“Did you see the email?”
My Jewish friend was typing her response. I was checking my heart rate.
“Not surprising. Also, like, not really something you want to see on your lunch break,” she texted back.
We were talking about the latest anti-Semitic hate crime that occurred on campus: A Jewish freshman found a swastika tacked onto their dorm room door. By this point, students at Tufts University are as familiar with anti-Semitic hate crimes as we are with the subsequent letters from our president, Tony Monaco, about how much he disapproves of anti-Semitic hate crimes. In this one, he wrote: It is with great disappointment that I inform you of an incident of antisemitism at our university …
Reading it over for the third time, I checked my heart rate again. No lower.
… I condemn this cowardly act of hatred and ignorance. It is a direct attack on our Jewish community and an affront to our values as an institution.
I checked the clock in the printmaking studio where I was. It was only lunch time, and I was already tired.
Yeah, it sucks, I was about to type back. I deleted, retyping, “Yeah, I’m scared.”
* * *
My drunk friend, not Jewish, coddled her tequila and coke at a party I wanted to leave 30 minutes prior.
“I just don’t think, like …” She brushed her hair aside, trying to find the words. “I don’t think that antisemitism is really a big thing. Like, I’m not even really sure what it is.” She took another swig of her drink. “Can you explain it to me?”
If I weren’t drunk, too, I could see myself quickly reading her a parable from the Hebrew Bible or forwarding her one of President Monaco’s emails. See, it says it right here, I would have said, eagerly noting Tony’s careful language, antisemitism is a cowardly act of hatred and violence. Does that clear it up for you?
Instead, I resigned, smiling into my cup. “It’s a pretty easy Google search.”
* * *
To me, these two instances — one a hate crime and the other a microaggression — are indefinitely bound. That’s not to say one was the reason for the other, but it’s also not to say that there is no effect at all from my friend’s comment at the boring party.
If antisemitism is a concept so abstract that it has to be explained and justified to be real — if the prejudice against us does not exist in the minds of people who aren’t Jewish — and the moments of clear antisemitism are viewed as one-off tragedies that can be fixed with a pat on the back, then the need to protect us Jewish students is often seen as nonexistent.
And it’s true: There is no protection at all. There are light lunches. There are scheduled community conversations hosted by the interchangeable presidents of every university. There is That sucks, I’m sorry, do you need anything? Friends and non-Jewish loved ones will ask questions or come to synagogue with you a couple times after the latest incident, but soon enough everything goes back to “normal.”

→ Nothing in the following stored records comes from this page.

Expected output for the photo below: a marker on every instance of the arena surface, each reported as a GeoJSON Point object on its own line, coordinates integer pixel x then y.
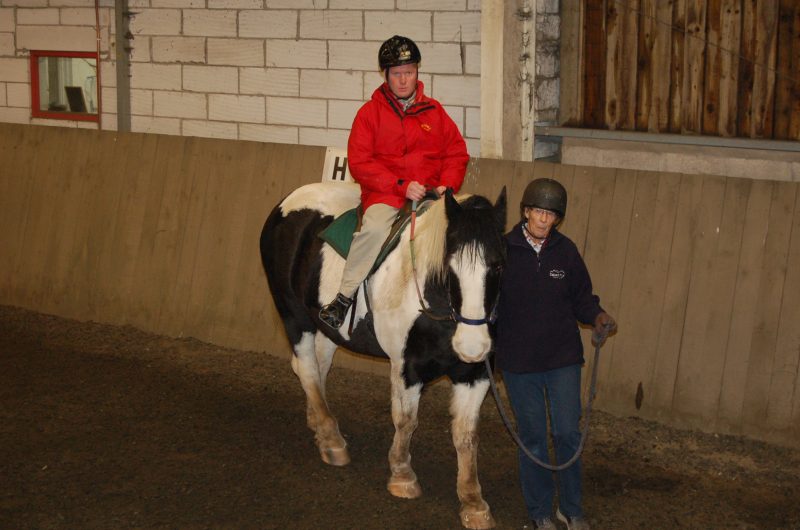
{"type": "Point", "coordinates": [109, 428]}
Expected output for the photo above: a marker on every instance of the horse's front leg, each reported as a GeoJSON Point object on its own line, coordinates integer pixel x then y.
{"type": "Point", "coordinates": [465, 409]}
{"type": "Point", "coordinates": [405, 404]}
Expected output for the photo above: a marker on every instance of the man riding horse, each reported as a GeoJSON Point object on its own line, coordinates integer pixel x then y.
{"type": "Point", "coordinates": [401, 145]}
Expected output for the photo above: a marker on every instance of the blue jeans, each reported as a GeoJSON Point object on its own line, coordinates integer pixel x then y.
{"type": "Point", "coordinates": [527, 395]}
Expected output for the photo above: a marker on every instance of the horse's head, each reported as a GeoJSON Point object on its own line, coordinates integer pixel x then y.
{"type": "Point", "coordinates": [475, 257]}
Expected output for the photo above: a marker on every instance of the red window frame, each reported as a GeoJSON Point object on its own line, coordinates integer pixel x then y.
{"type": "Point", "coordinates": [36, 106]}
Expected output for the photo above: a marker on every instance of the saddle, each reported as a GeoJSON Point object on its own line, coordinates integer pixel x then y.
{"type": "Point", "coordinates": [339, 234]}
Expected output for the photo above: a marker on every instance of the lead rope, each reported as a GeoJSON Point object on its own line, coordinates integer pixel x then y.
{"type": "Point", "coordinates": [587, 411]}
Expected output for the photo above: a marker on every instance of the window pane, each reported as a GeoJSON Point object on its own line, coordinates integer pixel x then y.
{"type": "Point", "coordinates": [68, 84]}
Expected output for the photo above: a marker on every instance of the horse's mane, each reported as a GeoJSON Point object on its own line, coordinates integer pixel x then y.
{"type": "Point", "coordinates": [430, 240]}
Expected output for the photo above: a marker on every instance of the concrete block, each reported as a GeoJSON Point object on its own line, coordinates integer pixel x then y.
{"type": "Point", "coordinates": [108, 73]}
{"type": "Point", "coordinates": [182, 4]}
{"type": "Point", "coordinates": [15, 115]}
{"type": "Point", "coordinates": [547, 93]}
{"type": "Point", "coordinates": [206, 23]}
{"type": "Point", "coordinates": [235, 4]}
{"type": "Point", "coordinates": [44, 16]}
{"type": "Point", "coordinates": [457, 115]}
{"type": "Point", "coordinates": [82, 16]}
{"type": "Point", "coordinates": [326, 137]}
{"type": "Point", "coordinates": [14, 70]}
{"type": "Point", "coordinates": [296, 111]}
{"type": "Point", "coordinates": [457, 27]}
{"type": "Point", "coordinates": [156, 76]}
{"type": "Point", "coordinates": [432, 5]}
{"type": "Point", "coordinates": [473, 122]}
{"type": "Point", "coordinates": [220, 79]}
{"type": "Point", "coordinates": [179, 105]}
{"type": "Point", "coordinates": [297, 53]}
{"type": "Point", "coordinates": [269, 81]}
{"type": "Point", "coordinates": [179, 49]}
{"type": "Point", "coordinates": [140, 50]}
{"type": "Point", "coordinates": [142, 102]}
{"type": "Point", "coordinates": [353, 55]}
{"type": "Point", "coordinates": [242, 109]}
{"type": "Point", "coordinates": [457, 90]}
{"type": "Point", "coordinates": [472, 62]}
{"type": "Point", "coordinates": [441, 58]}
{"type": "Point", "coordinates": [109, 99]}
{"type": "Point", "coordinates": [380, 25]}
{"type": "Point", "coordinates": [18, 95]}
{"type": "Point", "coordinates": [236, 52]}
{"type": "Point", "coordinates": [149, 124]}
{"type": "Point", "coordinates": [7, 46]}
{"type": "Point", "coordinates": [7, 19]}
{"type": "Point", "coordinates": [547, 6]}
{"type": "Point", "coordinates": [548, 27]}
{"type": "Point", "coordinates": [340, 25]}
{"type": "Point", "coordinates": [25, 3]}
{"type": "Point", "coordinates": [272, 24]}
{"type": "Point", "coordinates": [73, 38]}
{"type": "Point", "coordinates": [297, 4]}
{"type": "Point", "coordinates": [331, 84]}
{"type": "Point", "coordinates": [268, 133]}
{"type": "Point", "coordinates": [210, 129]}
{"type": "Point", "coordinates": [156, 22]}
{"type": "Point", "coordinates": [109, 122]}
{"type": "Point", "coordinates": [362, 4]}
{"type": "Point", "coordinates": [341, 113]}
{"type": "Point", "coordinates": [473, 148]}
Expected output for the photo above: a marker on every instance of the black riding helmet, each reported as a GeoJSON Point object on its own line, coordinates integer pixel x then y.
{"type": "Point", "coordinates": [398, 51]}
{"type": "Point", "coordinates": [546, 194]}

That’s not to say these attempts go unnoticed. It’s also not to say that Jewish people don’t like light lunches. It is admittedly harder to be an ally to a community than you aren’t frequently immersed in, and the Jewish population being so small (I wonder why?) can’t help that fact.
The question then becomes, what can people do to be an ally to the Jewish community? The everyday hardships of modern Jewish life, from the lunch-hour hate crimes to the microaggressive chats with friends, are ultimately not mendable by the well-meaning pleas that if only we had a little more love in our hearts, a little more humanity, maybe it would be easier to feel less other.
I can only offer so many small solutions to prospective allies before the answer dwindles down to one simple fact: Jewish people cannot keep ourselves safe alone. We cannot be our only true allies. We cannot constantly be the ones woodworking our own seats at the metaphoric table, awkwardly nudging ourselves in to ensure we get a place setting, and we can’t be the only ones validating our right to be there in the first place.
In order for us to feel safe, to achieve our right to communal peace, those seats need to be there already not just out of solidarity from others, but out of respect for our historical and contemporary culture, including everything from collective traumas to ethnic and religious traditions.
For Jews to move forward through atrocities and feel supported, really supported, Jewish people and our efforts in social activism need to be seen as a legitimate branch of the current American struggle for liberation and cultural freedom. Jews are often on the streets with other social collectives fighting for other stigmatized people’s right to peaceful existence, like the IfNotNow organization’s frontline fight for American immigration reform, and therefore already are an integral part of socially active communities that deserves equal support.
Social progression is about solidarity that is formed by sharing lived experience. For people to have a clear picture of the importance of Jewish inclusion, it is crucial that they talk to the Jewish people in their lives in order to understand who we are, where we come from and what we are facing now as a people.
So, for the sake of your Jewish friend that’s explaining antisemitism to a drunk person at a party they’d rather not be attending, or your Jewish classmate who fears coming home to hate symbols, try to be that ally, the one that approaches Jewish oppression with a willingness to learn and listen — to be there when we need it in a vital time in history for Jewish Americans.